Vertrauen ist dazu die Transformationswährung. Sie entsteht, wenn Sagen und Handeln übereinstimmen. Dann nimmt sie Wert an, und die Menschen bauen diese gemeinsamen Bande auf, die allen Gegenkräften widerstehen. NCR hatte in den Neunzigerjahren «Our Common Bonds» postuliert – heute weiss ich, was die Amerikaner damals damit gemeint haben: Sie wussten, dass die Sehnsucht nach gemeinsamen Höchstleistungen die persönlichste aller Offenbarungen der Beteiligten ist und dass das dazu zwingend notwendige Rückgrat ausserordentlich starkes gegenseitiges Vertrauen ist. Möglicherweise vergessen wir in unserer Kopflastigkeit zu oft, dass Vorhaben in der realen Welt nicht der Summe einzelner rationaler Faktoren entsprechen, sondern das Resultat von quasi materialisierten Träumen, Vorstellungen und Streben nach dem Besseren sind.

Wenn Mark Knopfler in Brothers in Arms mit «So many different worlds, So many different suns, And we have just one world» die Sehnsucht nach dem Überirdischen mit dem täglichen Kampf versöhnt, verstehen wir, dass wir Betroffene unseres Lebenswerks sind. Es geht um nichts weniger als unseren Lebenstraum. Den Lebenstraum von den Mitarbeitenden im Unternehmen. Die gemeinsame Leidenschaft, für diesen magischen Augenblick des gemeinsamen Erfolgs alles zu tun, was dafür nötig ist und sich dabei von nichts und niemandem hindern zu lassen. 

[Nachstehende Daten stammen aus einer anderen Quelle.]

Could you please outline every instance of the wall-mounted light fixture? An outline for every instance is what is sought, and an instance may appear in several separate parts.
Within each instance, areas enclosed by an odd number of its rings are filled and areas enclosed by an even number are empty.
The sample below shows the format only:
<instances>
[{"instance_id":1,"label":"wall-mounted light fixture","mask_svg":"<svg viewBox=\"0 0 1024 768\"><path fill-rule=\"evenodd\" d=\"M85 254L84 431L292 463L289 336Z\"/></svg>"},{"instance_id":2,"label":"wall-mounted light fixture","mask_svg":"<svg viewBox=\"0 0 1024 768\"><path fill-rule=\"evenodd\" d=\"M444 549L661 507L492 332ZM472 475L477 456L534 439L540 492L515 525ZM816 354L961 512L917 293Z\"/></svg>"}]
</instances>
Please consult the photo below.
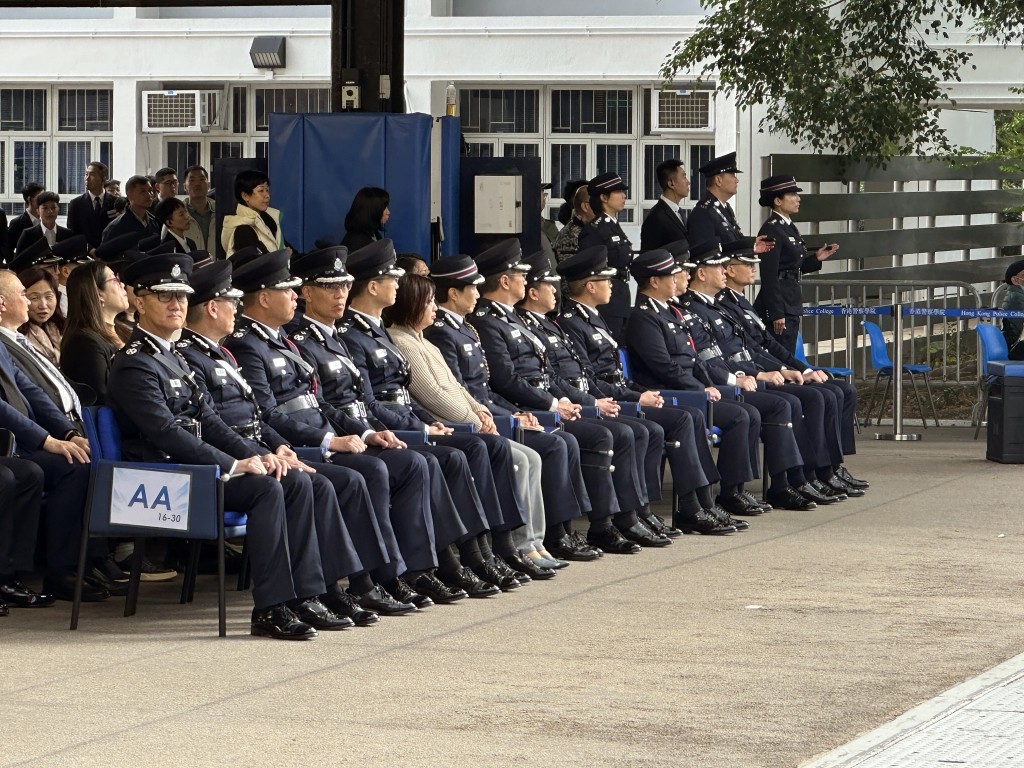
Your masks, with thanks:
<instances>
[{"instance_id":1,"label":"wall-mounted light fixture","mask_svg":"<svg viewBox=\"0 0 1024 768\"><path fill-rule=\"evenodd\" d=\"M283 37L254 37L249 58L257 69L280 69L285 64L285 42Z\"/></svg>"}]
</instances>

Nicht mehr mit Blut, Schweiss und Tränen. Mit der Leichtigkeit eines Vogels, mit der Schlauheit eines Fuchses, der Geschwindigkeit einer Gazelle, der Kraft eines Elefanten, der Zusammenarbeit der Ameisen, der Freundlichkeit eines Hundes, der Eigenständigkeit einer Katze, mit der Souveränität und Unerschrockenheit eines Wolfes – die Natur zeigt sie uns endlos, die wahren Werte, die unsere Welt ausmachen und auch für uns Menschen gelten.

Dafür lohnt es sich zu leben.

Dafür lohnt es sich, den Schritt ins Ungewisse zu wagen und den Ersten in die bessere kleine gemeinsame Welt im Unternehmen zu tun. Wir erahnen, was dadurch für grossartige Erfolge möglich werden. Passion und Purpose sind die Türen, die es aufzustossen gilt, um ehrlich die faszinierende Reise zum Mond in Angriff zu nehmen. Wir stellen erschrocken fest, welche Verantwortung Führungskräfte im Lebenstraum ihrer Mitarbeitenden übernehmen. Sie ist weit grösser, als sie denken.

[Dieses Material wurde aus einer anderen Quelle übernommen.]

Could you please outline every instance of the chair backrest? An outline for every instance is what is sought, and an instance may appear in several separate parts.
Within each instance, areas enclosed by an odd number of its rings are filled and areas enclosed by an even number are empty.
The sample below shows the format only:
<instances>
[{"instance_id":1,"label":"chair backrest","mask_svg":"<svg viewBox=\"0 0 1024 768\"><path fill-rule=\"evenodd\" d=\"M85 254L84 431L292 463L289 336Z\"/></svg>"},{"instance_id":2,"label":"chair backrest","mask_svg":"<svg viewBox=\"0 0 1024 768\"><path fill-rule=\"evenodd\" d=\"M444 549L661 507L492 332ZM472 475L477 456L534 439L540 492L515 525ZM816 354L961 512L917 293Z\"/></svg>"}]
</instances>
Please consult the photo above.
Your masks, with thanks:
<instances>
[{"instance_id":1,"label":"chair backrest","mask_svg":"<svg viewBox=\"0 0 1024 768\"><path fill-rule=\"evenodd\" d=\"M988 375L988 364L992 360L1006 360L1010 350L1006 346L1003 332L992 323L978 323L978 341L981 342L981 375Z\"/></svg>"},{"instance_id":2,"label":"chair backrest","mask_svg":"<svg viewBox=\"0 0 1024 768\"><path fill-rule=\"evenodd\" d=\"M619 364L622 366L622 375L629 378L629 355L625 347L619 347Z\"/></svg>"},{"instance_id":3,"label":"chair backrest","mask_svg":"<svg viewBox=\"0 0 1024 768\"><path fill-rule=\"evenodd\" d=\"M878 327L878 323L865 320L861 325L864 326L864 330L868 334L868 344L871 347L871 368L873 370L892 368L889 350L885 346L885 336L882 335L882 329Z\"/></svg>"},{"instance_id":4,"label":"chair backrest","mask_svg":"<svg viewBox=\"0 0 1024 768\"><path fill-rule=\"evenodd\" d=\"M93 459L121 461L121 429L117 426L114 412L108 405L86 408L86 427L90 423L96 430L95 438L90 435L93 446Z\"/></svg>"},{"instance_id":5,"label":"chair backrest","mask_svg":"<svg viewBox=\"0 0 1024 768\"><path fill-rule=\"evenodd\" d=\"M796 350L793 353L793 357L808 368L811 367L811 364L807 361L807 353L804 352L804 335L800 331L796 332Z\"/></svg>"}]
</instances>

Wir wissen, in der ersten Mondkapsel hatten drei Personen Platz. Es sind nicht die grossen Teams, die die Geschichte neu erfinden oder bedeutende neue Werke schreiben. Es geschieht im direkten Dialog, im wahrsten Sinne des Wortes “Zusammenarbeit”. Es ist dieses Geben und Nehmen für ein gemeinsames Ziel. Die Teilnehmenden helfen sich im Sinne des Ganzen, sie geben einander in der Tat Energie und so den für die Zielerreichung entscheidenden Antrieb.

Leute - und hier meine ich auch Chefs, die nichts einbringen, haben keinen Mehrwert. Sie sind nicht Teil des Teams. Sie sind auch nicht Teil der grossen Reise. Verstehen Sie, wie grundlegend falsch das in Unternehmen installierte Management-Verständnis eigentlich ist, wenn es bloss auf die Form reduziert wird und die gemeinsamen Inhalte fehlen? Verstehen Sie, dass Chefs die Ursache dafür sind, wenn das grosse Vorhaben nicht gelingt?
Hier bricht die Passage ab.